AASHTO PP 111:2021 Standard Practice for Definition of Terms Related to Transverse Pavement Profiling Systems and Ground| Ret ference Equipment.
1.1. AASHTO PP 111 practice is to provide standard definitions for terms used in transverse pavement profiling system specifications, test methods, standard practices, and the various quality assurance procedures.
2. TERMINOLOGY
2.1. Data Types:
2.1.1. gridded claw—A set of point cloud data whose elevation values have been interpolated to a regularly spaced grid in the horizontal plane (either X-Y or U-V).
2.1.2. ground reference daw—Set of three-dimensional measurements that constitutes reference data for evaluation of point cloud or gridded data and is collected using a GRE.

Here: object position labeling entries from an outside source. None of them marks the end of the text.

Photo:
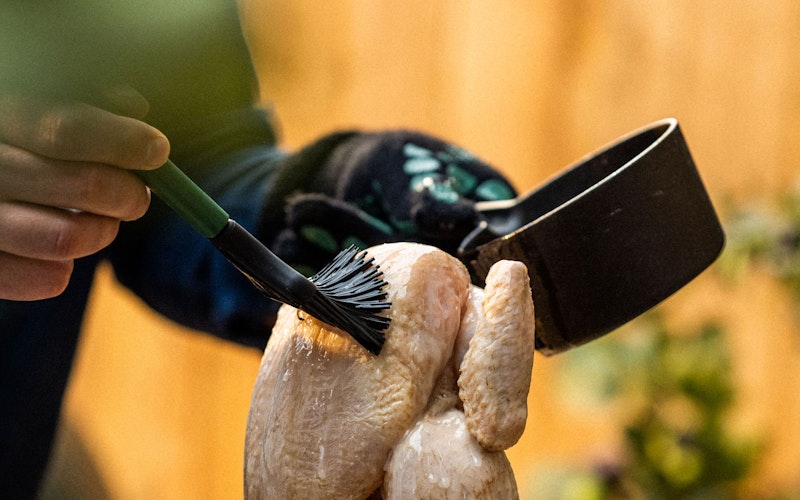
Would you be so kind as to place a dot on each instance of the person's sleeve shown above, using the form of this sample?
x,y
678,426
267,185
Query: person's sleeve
x,y
178,272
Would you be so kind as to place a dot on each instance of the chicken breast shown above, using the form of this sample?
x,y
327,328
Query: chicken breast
x,y
438,458
329,420
496,371
325,414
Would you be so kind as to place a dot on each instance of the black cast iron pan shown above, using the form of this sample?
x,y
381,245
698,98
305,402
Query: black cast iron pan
x,y
606,240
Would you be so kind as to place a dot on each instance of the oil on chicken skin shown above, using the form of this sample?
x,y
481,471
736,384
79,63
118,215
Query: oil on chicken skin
x,y
329,420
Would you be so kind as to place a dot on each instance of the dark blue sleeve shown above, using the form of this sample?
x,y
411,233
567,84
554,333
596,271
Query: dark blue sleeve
x,y
177,271
37,344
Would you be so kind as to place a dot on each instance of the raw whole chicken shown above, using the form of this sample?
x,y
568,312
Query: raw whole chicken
x,y
427,418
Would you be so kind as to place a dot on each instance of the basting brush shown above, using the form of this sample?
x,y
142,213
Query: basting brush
x,y
347,293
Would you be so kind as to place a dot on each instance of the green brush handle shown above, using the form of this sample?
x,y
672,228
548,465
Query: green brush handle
x,y
186,198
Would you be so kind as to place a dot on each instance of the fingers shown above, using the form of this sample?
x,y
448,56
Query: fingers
x,y
38,246
30,279
89,187
46,233
80,132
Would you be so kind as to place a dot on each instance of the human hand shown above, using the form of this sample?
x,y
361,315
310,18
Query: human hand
x,y
427,418
371,188
65,184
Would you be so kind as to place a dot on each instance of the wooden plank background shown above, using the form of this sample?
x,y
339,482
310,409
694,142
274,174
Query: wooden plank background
x,y
157,411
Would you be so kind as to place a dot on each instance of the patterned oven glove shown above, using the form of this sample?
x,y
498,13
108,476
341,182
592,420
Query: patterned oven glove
x,y
371,188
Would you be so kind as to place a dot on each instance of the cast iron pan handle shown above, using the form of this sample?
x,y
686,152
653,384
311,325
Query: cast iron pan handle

2.1.3. longitudinal profile—Perpendicular deviations of the pavement surface from an established reference parallel to the lane direction, usually measured in the wheel tracks.
2.1.4. mapping sensor mneasurement—A set of data points from an individual mapping sensor in a sensor or global reference frame. This measurement may not span the complete lane width and may be oriented at an angle relative to transverse direction.

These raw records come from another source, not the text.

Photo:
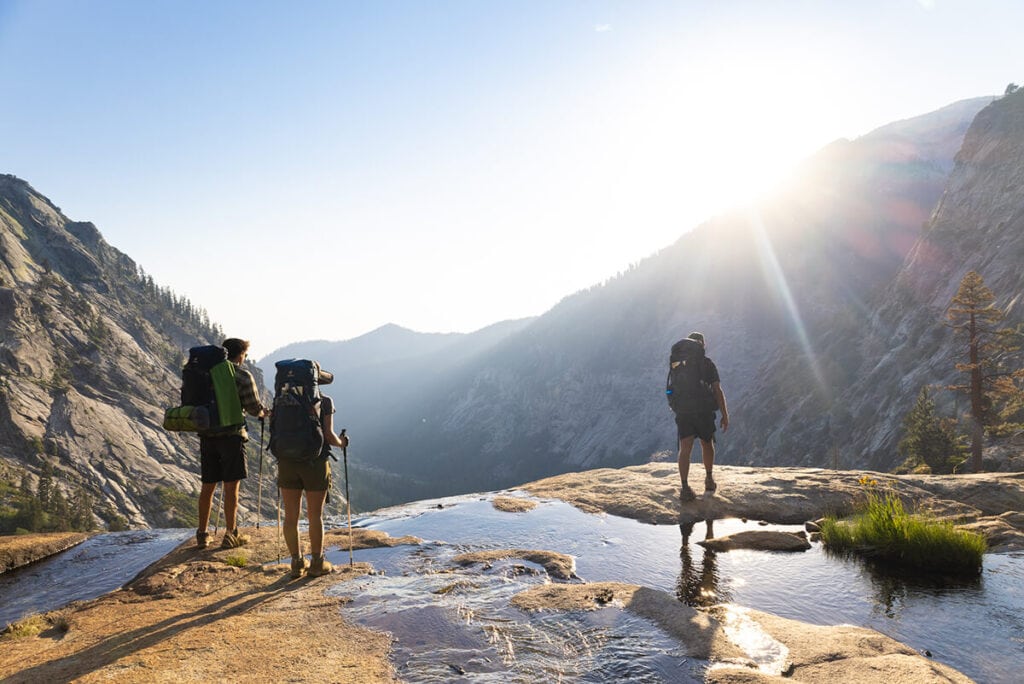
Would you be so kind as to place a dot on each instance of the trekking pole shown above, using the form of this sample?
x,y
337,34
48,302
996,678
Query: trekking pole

2.1.5. point cloud data A set of irregularly spaced data points in a global or path reference frame, calculated from a combination of mapping and location sensor measurements of the road surface.
2.1.6. systerm scan—Combined set of mapping sensor measurements acquired over a single sampling time from all mapping sensors on the TPP.
2.1.7. transverse profile—Vcrtical deviations of the pavement surface from a horizontal reference perpendicular to the lane direction.
2.2. Directions:
2.2.1. longitudinal direction—Direction parallel to two consecutive lane center locations. The longitudinal direction is denoted by the V axis in the path reference frame.
2.2.2. transvere direction—Direction perpendicular to two consecutive lane center locations. The transverse direction is denoted by the U axis in the path reference frame.
2.2.3. vertical direction—Direction normal to the WGS84 ellipsoid.
2.3. Fabricated Surfaces:
2.3.1. excitation hoards—A manufactured surface that contains consecutive square bumps of specified dimensions to ensure the primary and secondary ride modes of the TPP are excited between a prescribed range of speeds.
2.3.2. macrotexture object—A manufactured object that has at least one surface (macrotexture surface) with a specified mean profile depth. The macrotexture surface shall contain a set of verifiable dimensions.
2.3.3. reference object—An object with a set of verifiable dimensions that has distinguishable features allowing for the global position and orientation of the object to be established from the TPP point cloud.AASHTO PP 111 pdf download.